251029 – Déclaration – PL103 – RAPLIQLe 29 octobre 2025 – Le Regroupement des activistes pour l’inclusion au Québec (RAPLIQ) reconnaît la valeur humaine et sociale des sites de consommation supervisée (SCS). Ces lieux sauvent des vies, réduisent les risques de surdose et offrent un accompagnement bienveillant à des personnes souvent en détresse.

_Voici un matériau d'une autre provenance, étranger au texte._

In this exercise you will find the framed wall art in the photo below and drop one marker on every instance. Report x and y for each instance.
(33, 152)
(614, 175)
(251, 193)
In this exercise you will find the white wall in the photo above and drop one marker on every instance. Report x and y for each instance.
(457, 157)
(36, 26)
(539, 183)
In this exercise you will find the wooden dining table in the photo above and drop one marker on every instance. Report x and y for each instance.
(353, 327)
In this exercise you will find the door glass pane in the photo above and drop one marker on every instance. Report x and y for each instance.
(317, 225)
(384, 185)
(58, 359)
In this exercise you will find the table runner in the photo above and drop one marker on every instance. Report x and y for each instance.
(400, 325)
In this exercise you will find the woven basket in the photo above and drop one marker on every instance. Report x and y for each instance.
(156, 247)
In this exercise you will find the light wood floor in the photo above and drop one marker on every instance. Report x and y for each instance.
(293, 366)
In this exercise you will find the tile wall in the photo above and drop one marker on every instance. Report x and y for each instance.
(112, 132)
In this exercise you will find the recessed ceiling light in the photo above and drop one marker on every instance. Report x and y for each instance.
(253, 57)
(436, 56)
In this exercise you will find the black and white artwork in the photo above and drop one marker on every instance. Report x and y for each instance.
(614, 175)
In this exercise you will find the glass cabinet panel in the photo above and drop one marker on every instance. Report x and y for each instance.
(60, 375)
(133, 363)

Cependant, de par l’implantation plus ou moins réussie, pour ne pas dire chaotique, à certains endroits où la sécurité et l’ordre public furent mis à mal, le RAPLIQ estime qu’il est essentiel de concilier cet objectif de santé publique avec la sécurité et la quiétude des communautés locales, particulièrement lorsque celles-ci comptent un grand nombre de personnes vulnérables — enfants, aînés ainsi que, notamment, les personnes handicapées qui ont droit, elles aussi, à une sécurité.
Comme toute Loi, certains articles sont dérangeants, nous en convenons. Ceci dit, il faut à tout prix éviter de mettre à mal la sécurité des usager-ères de ces centres mais aussi, des familles et des personnes vulnérables qui habitent, vivent, travaillent ou transitent près de ces sites.

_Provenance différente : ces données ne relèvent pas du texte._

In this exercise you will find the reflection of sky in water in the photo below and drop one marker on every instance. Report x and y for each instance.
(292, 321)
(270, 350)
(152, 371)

Nous ne recommandons pas le rejet total de PL103. À titre d’organisme travaillant avec les personnes handicapées, leur droits et sécurité, pour lesquels nous revendiquons chaque jour, ne peuvent être relégués au second plan.

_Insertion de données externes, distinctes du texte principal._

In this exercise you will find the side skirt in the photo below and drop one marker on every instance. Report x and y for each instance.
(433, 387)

La sécurité d’abord, sans exclusion
Nous ne pouvons ignorer les réalités de cohabitation. Lorsqu’un site est implanté à proximité d’écoles, de centres de la petite enfance ou de résidences pour personnes âgées ou handicapées, il est normal que la population s’inquiète. Le RAPLIQ considère que la sécurité doit primer : protéger celles et ceux qui sont déjà fragilisés par leur condition physique, cognitive ou sociale n’est pas une option, c’est un devoir collectif.
Mais cette protection ne doit jamais devenir une excuse pour rejeter ou stigmatiser les personnes aux prises avec une dépendance. Certaines d’entre elles sont elles-mêmes en situation de handicap ; elles méritent respect, compassion et accès à des soins sécuritaires.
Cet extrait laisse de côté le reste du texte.